The reason, as with most bad news nowadays, is the pandemic. In past elections, the great majority of poll workers have been elderly. According to the Pew Research Center, in the 2018 congressional elections, for instance, nearly 60 percent of poll workers were older than 61, with many in their late 60s and early 70s. Yet this group is the most at risk for bad outcomes from the coronavirus, so many veteran poll workers are choosing to stay home.

If there aren’t enough poll workers, election officials will consolidate polling places, meaning that voters across the nation will have to stand in long lines putting their health significantly more at risk with the added trouble of a potentially long commute to vote. Whether in left or right leaning jurisdictions, if enough polling stations close, some voters might simply not vote.

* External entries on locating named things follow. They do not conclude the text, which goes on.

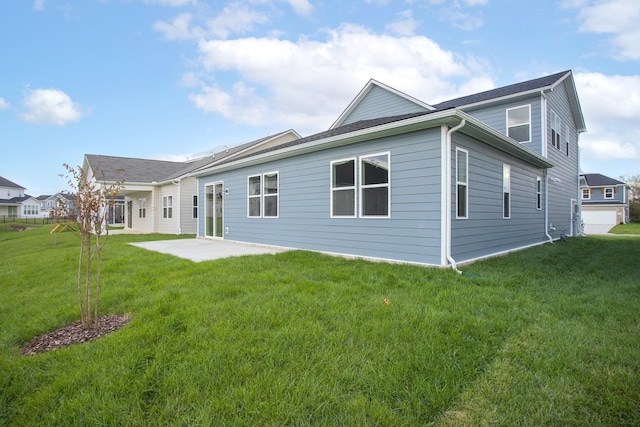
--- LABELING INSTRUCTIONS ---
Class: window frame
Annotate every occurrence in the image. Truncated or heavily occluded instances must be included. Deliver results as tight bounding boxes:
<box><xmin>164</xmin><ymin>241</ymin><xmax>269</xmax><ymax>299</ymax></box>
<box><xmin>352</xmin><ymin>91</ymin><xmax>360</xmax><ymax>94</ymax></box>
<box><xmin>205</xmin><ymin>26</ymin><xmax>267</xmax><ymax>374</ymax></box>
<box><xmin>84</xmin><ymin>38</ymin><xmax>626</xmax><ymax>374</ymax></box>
<box><xmin>502</xmin><ymin>163</ymin><xmax>511</xmax><ymax>219</ymax></box>
<box><xmin>455</xmin><ymin>147</ymin><xmax>469</xmax><ymax>219</ymax></box>
<box><xmin>329</xmin><ymin>157</ymin><xmax>358</xmax><ymax>218</ymax></box>
<box><xmin>506</xmin><ymin>104</ymin><xmax>532</xmax><ymax>144</ymax></box>
<box><xmin>162</xmin><ymin>195</ymin><xmax>173</xmax><ymax>219</ymax></box>
<box><xmin>602</xmin><ymin>187</ymin><xmax>616</xmax><ymax>200</ymax></box>
<box><xmin>549</xmin><ymin>110</ymin><xmax>562</xmax><ymax>150</ymax></box>
<box><xmin>357</xmin><ymin>151</ymin><xmax>391</xmax><ymax>219</ymax></box>
<box><xmin>247</xmin><ymin>174</ymin><xmax>262</xmax><ymax>218</ymax></box>
<box><xmin>262</xmin><ymin>171</ymin><xmax>280</xmax><ymax>218</ymax></box>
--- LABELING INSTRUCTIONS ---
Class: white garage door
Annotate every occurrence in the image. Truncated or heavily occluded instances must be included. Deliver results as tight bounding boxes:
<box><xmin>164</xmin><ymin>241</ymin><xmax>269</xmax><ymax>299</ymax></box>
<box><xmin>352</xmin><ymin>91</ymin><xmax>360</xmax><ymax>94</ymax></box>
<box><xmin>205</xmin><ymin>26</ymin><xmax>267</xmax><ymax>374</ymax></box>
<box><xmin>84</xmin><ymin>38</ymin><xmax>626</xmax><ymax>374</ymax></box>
<box><xmin>582</xmin><ymin>211</ymin><xmax>616</xmax><ymax>234</ymax></box>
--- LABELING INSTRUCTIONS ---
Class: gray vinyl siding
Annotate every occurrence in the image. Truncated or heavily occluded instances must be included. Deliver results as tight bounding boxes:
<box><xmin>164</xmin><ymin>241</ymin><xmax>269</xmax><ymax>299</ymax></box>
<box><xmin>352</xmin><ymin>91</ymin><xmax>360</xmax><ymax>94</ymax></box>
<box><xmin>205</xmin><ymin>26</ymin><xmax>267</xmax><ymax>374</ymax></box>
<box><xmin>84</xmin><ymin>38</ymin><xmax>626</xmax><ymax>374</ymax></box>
<box><xmin>451</xmin><ymin>133</ymin><xmax>545</xmax><ymax>262</ymax></box>
<box><xmin>342</xmin><ymin>85</ymin><xmax>426</xmax><ymax>125</ymax></box>
<box><xmin>198</xmin><ymin>127</ymin><xmax>441</xmax><ymax>265</ymax></box>
<box><xmin>462</xmin><ymin>96</ymin><xmax>542</xmax><ymax>154</ymax></box>
<box><xmin>546</xmin><ymin>84</ymin><xmax>581</xmax><ymax>238</ymax></box>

If this bothers you, and you’re U.S. citizen, there’s a way you can help.

Expedited through a national, nonpartisan, nonprofit group called Power the Polls, you can easily volunteer as a poll worker to fill the void that the pandemic has created. Power the Polls has already recruited more than 160,000 poll workers for this election, and makes the process easy. Once you sign up, Power the Polls will link you up with election officials in your community, make sure you know everything you need to know and hold your hand through the registration process.

The job itself is straightforward. You sign up for what’s usually a brief training session, then show up early on Election Day, and stay until after the polls close that night. In many places, Lyft is offering free or discounted rides to the polls for voters and poll workers alike, as to minimize the worry of transportation. You answer questions, help voters work the machinery, that kind of thing. In most jurisdictions, you’ll be paid up to $250, on top of the satisfaction of knowing you did your part to protect your elders – and democracy.

How do you know if you’re qualified?

In most places, you must simply be 17 or older. You also can’t be a government official, which shouldn’t be a problem, and must be a registered voter in the state where you want to work. Since many Cornellians are taking their classes at their parents’ homes, that makes it easy.

Now, what about your safety?

If you have a compromised immune system, are living with at-risk family members, or simply don’t want to take the risk, you should sit this one out. Otherwise, you should know that all poll workers will be given personal protective equipment such as masks and/or visors. Also, it shouldn’t be hard to lower your risks on election day, as no one is going to ask you to get up close and personal with voters.

As a poll worker, you’ll be an essential, frontline worker for the day, and your communities will thank and support you. You can help put others out of harm’s way, help facilitate democracy and you’ll get a front-row seat to an election that will be talked about for decades to come.